Depuis 20 ans nous avons fait le choix, nous écoles de management, d’une excellence européenne voire mondiale qui s’est traduit par la montée en puissance des classements européens et des accréditations mondiales. Cette excellence européenne nous a conduit à ne plus avoir un modèle dépendant uniquement des classes préparatoires. En 1990, 1995, 2000, au moment où les écoles auraient été prêtes à recevoir plus de préparationnaires avec les mêmes critères de qualité, le système n’a pas suivi. Que ce soit à cause de l’inertie de l’Etat ou du mythe du petit nombre porteur d’élite, du mythe de la pyramide – mythe du XIXème et du XXème siècle qui était (est encore ?) celui de la filière -, il n’a pas suivi.

O. R : Les écoles se devaient de réagir en continuant à croitre avec ou sans ces élèves de prépas ?

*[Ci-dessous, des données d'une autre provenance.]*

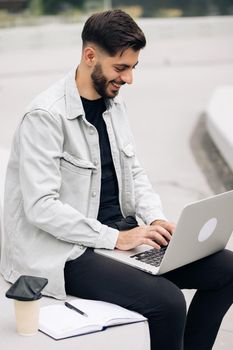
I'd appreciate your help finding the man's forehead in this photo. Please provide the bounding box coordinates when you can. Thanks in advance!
[109,48,140,67]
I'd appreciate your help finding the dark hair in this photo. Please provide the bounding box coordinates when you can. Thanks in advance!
[82,10,146,56]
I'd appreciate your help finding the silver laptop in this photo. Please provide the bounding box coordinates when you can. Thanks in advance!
[95,191,233,275]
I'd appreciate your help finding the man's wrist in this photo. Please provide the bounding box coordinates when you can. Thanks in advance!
[150,219,166,225]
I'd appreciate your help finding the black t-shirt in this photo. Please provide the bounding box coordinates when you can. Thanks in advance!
[81,97,123,226]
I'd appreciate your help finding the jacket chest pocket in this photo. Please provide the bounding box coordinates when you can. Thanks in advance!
[60,152,96,215]
[121,143,135,181]
[60,152,96,176]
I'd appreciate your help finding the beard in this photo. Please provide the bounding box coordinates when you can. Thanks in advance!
[91,63,124,98]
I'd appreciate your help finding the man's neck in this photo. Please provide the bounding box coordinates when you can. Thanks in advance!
[75,63,101,100]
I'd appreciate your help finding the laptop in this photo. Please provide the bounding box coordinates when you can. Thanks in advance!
[95,191,233,275]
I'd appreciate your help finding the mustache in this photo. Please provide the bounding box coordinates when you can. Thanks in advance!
[110,80,125,85]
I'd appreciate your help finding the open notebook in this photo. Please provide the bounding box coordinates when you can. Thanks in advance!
[39,299,146,340]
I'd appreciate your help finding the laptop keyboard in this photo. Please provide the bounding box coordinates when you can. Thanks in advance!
[130,247,167,267]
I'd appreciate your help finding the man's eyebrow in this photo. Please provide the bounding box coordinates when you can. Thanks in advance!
[114,61,138,68]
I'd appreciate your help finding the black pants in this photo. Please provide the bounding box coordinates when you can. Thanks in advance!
[65,249,233,350]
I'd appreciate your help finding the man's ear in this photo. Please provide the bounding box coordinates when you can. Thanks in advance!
[83,46,96,67]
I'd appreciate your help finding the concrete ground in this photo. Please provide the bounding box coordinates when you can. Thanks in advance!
[0,17,233,350]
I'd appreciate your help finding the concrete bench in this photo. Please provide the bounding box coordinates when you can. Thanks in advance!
[206,85,233,171]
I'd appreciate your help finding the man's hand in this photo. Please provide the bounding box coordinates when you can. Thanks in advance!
[116,221,174,250]
[151,220,176,234]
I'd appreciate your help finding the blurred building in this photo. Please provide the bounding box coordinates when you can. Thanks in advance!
[0,0,29,12]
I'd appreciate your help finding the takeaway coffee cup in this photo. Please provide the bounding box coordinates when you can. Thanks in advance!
[6,275,48,335]
[14,299,40,335]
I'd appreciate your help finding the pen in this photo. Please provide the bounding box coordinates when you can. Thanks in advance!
[65,301,88,317]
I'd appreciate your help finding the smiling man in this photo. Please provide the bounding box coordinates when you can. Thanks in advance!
[2,10,233,350]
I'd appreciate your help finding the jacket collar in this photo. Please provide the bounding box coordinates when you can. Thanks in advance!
[65,68,120,120]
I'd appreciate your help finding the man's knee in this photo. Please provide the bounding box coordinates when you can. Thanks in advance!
[142,279,186,321]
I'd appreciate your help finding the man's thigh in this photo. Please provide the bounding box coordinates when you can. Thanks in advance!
[65,249,184,312]
[163,249,233,290]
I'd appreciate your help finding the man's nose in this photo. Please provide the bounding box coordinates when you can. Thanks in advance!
[121,70,133,84]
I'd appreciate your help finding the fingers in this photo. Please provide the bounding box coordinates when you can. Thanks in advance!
[142,238,161,249]
[149,225,171,245]
[152,220,176,234]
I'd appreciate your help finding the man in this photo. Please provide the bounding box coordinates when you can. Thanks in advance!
[2,10,233,350]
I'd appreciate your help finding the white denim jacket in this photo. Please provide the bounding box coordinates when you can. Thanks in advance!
[1,71,167,299]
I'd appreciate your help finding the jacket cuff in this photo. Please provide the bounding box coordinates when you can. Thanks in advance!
[144,212,168,225]
[95,225,119,249]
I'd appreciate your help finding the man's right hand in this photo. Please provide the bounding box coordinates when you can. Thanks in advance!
[116,224,171,250]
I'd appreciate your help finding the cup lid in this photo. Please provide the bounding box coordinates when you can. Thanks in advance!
[6,275,48,301]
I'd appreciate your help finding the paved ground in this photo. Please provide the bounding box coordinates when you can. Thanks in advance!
[0,17,233,350]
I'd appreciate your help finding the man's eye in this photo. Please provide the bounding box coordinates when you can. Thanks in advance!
[115,67,124,72]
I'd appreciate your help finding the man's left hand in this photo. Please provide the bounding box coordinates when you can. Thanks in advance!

B. B : Etant plus darwinien que lamarckien j’estime que tout système qui n’évolue pas court un risque de disparition ou, du moins, de moins grande efficacité. Il me semble qu’il y a 25 ans nous avions 7000 à 8000 candidats aux concours, il y en a toujours autant alors que nos écoles ont dû, dans le même temps, multiplier par dix leur activité. C’est pourquoi j’ai parlé d’une forme de malthusianisme du système « prépas» face à une croissance des écoles.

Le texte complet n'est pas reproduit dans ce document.